As for production in Gargantia, I assume that there are some smelting and refineries sections somewhere on the ship but nothing to the extent that it is a major contributor to the whole economy of the ship. In fact, you see some of it when Ledo gets the steak sauce during the beach episode. You figure that some things will need to be manufactured and reused over time on Gargantia and that the materials are all derived from salvaging, but I don’t assume that something like that would be a bit part of the community. And again, it’s mainly based on the equipment that they’d have (I assume they’d only have the basics to melt, meld, mold and separate metals but nothing complex mechanistically or anything) and the lack of knowledge or expertise, unless they have some system of education and training that we never see.
And yeah, I immediately noticed the map with the land on it in Gargantia 7. I’m guessing that there might be some stuff there depending on how much time has passed and how the rocks surface has altered, but I think it’s interesting to see land somewhere in this anime.
#17 by elior1 on May 20, 2013 - 11:14 PM
@awesione if there will be a episode which is half pointless filler and then the outher half will diffrent staff like sad things or bad things in the plot happen in railgun how will you feel about it?

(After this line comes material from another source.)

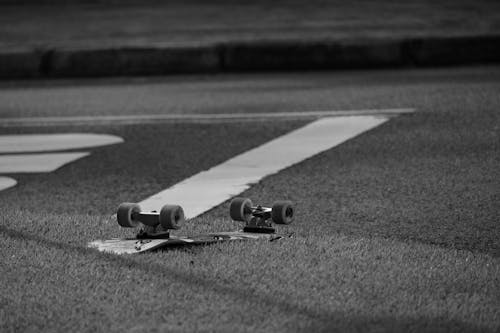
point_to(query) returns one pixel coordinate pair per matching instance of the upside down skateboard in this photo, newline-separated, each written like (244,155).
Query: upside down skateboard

#18 by avvesione on May 22, 2013 - 10:08 PM
I assume you’re talking about Railgun S episode 5? Because given the structure of the episode, I’d argue that the first half wasn’t pointless filler but rather an effective and charming display of character introduction and development that was otherwise essential for Misaka’s character and the story of Railgun. I don’t see how the first part could be filler when it proved vital for the second half of the story and how it affected Misaka in a way to get her involved with the Sisters Experiment which is what is now driving the story in Railgun. Without that first half, the second half wouldn’t make any sense nor would the audience care about the character besides it being another dead clone. The first half of the episode did an excellent job of humanizing Misaka Imouto 9982 and allowing the audience to create a connection with her that made the second half of the episode, Accelerator and Misaka’s involvement appropriate and meaningful. So in that regard, I feel that Railgun S did an excellent job with episode 5.
And to go back and answer your original question, let’s say if the first half was with Saten or Uiharu or someone else who’s not relevant to the plot, then I’d be a distraught and unhappy with the episode. But no, it did an excellent job of incorporating both sides together to make easily the best episode of Railgun S thus far.
#19 by elior1 on May 22, 2013 - 10:32 PM
i mean for the upcoming episode 7 which i wont spoil you which will be half filler half plot of misaka.but i wont spoil to you what is this so i wont ruin to you what is the plot in the second half.
#20 by avvesione on May 22, 2013 - 11:05 PM
Episode 7? I thought 6 was the most recent one out with 7 coming out later this week.